Examples: Invert Tree, Prune Tree, Flatten to List.
3. DFS with Global State
Use When: Computing one thing (returned) while tracking another (global).
Template: Return local property (height), update global property (diameter/balance).
Examples: Diameter, Balanced Check, Max Path Sum.
4. Parallel DFS (Two Trees)
Use When: Comparing two trees node-by-node.
Template: Check both nil, check one nil, check values, recurse both children.
Examples: Same Tree, Symmetric Tree, Merge Trees.
5. BFS Level-Order
Use When: Need level-by-level processing.
Template: Queue with level-size tracking.
Examples: Level Order Traversal, Right Side View, Level Averages.
6. Composition
Use When: Problem needs a subroutine check at each node.
Template: Outer DFS traverses, inner function validates.
Examples: Subtree Check, Path Sum variants.
7. Reconstruction from Traversals
Use When: Building a tree from two traversal orders.
Template: One traversal identifies root, the other splits left/right. Use subtree size to bridge arrays. Recurse on sub-slices.
Examples: Construct from Preorder+Inorder, Construct from Inorder+Postorder.
Building Blocks:
Master these 7 patterns - medium/hard problems combine them.
Space Complexity: O(h) vs O(n)
O(h) Space where h = height of tree:
- Recursive DFS uses call stack proportional to height
- Best case (balanced): h = log(n)
- Worst case (skewed): h = n
O(n) Space:
- BFS queue can hold entire level
- Widest level in complete tree: ~n/2 nodes
Interview Tip:
Always clarify "O(h)" - interviewers may ask about balanced vs skewed trees.
Common Mistakes
1. Forgetting Base Case
Always handle nil before accessing .Left, .Right, or .Val.
2. Wrong Return vs Track
In diameter/balance: return height (parent needs), track answer (comparing).

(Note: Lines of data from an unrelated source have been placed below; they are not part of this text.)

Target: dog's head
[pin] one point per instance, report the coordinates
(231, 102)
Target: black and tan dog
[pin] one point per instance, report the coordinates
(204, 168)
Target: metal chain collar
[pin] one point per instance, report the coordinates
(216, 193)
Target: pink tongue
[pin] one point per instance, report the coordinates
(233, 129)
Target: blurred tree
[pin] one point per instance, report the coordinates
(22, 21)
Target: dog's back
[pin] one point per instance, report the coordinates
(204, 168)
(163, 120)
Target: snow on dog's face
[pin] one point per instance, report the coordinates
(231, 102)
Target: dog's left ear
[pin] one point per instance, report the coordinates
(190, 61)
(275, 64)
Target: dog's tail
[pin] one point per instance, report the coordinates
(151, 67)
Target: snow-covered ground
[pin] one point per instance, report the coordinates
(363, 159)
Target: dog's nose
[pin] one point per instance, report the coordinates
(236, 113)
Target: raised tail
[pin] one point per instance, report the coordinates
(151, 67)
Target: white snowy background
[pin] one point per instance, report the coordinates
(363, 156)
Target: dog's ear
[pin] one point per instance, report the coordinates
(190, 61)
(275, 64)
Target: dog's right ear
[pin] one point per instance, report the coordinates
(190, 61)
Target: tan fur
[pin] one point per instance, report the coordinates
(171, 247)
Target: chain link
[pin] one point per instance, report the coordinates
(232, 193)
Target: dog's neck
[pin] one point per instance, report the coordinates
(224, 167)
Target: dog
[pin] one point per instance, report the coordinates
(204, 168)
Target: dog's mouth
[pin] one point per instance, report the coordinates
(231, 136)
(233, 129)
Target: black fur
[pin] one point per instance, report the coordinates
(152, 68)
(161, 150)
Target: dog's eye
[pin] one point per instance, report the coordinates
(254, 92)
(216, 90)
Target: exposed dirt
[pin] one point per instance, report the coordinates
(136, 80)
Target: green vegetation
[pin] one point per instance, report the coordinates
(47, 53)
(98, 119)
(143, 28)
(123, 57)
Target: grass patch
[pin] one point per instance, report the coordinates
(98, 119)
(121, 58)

3. Depth vs Height Confusion
Depth: Distance from root (root has depth 0 or 1 depending on convention).
Height: Distance to farthest leaf (leaf has height 0 or 1).
4. Edge vs Node Counting
Diameter is edges (left + right heights). Depth is often nodes (add 1).
5. Nil Check Order
// WRONG: p.Val before nil check
if p.Val != q.Val || p == nil ...
// RIGHT: nil check first
if p == nil || q == nil || p.Val != q.Val ...
Preview: Building to Medium Problems
These easy problems establish foundations for harder patterns:
Max Depth → Max Path Sum
Same DFS-with-global-state pattern, but track max sum instead of diameter.
Same Tree → Serialize/Deserialize
If you can compare trees, you can convert to/from string representation.
Construct from Traversals → Postorder Variant
Same reconstruction logic, but with postorder the root is the last element instead of first. Split logic is identical.
Subtree → Lowest Common Ancestor
Both use "search in subtrees, combine at current node" pattern.
BFS Depth → Level Order Variants
Right side view, zigzag traversal - same BFS, different collection logic.
Balanced Check → Validate BST
Both check a property at every node while traversing.
Master the Basics:
Medium problems = combining/extending these exact patterns.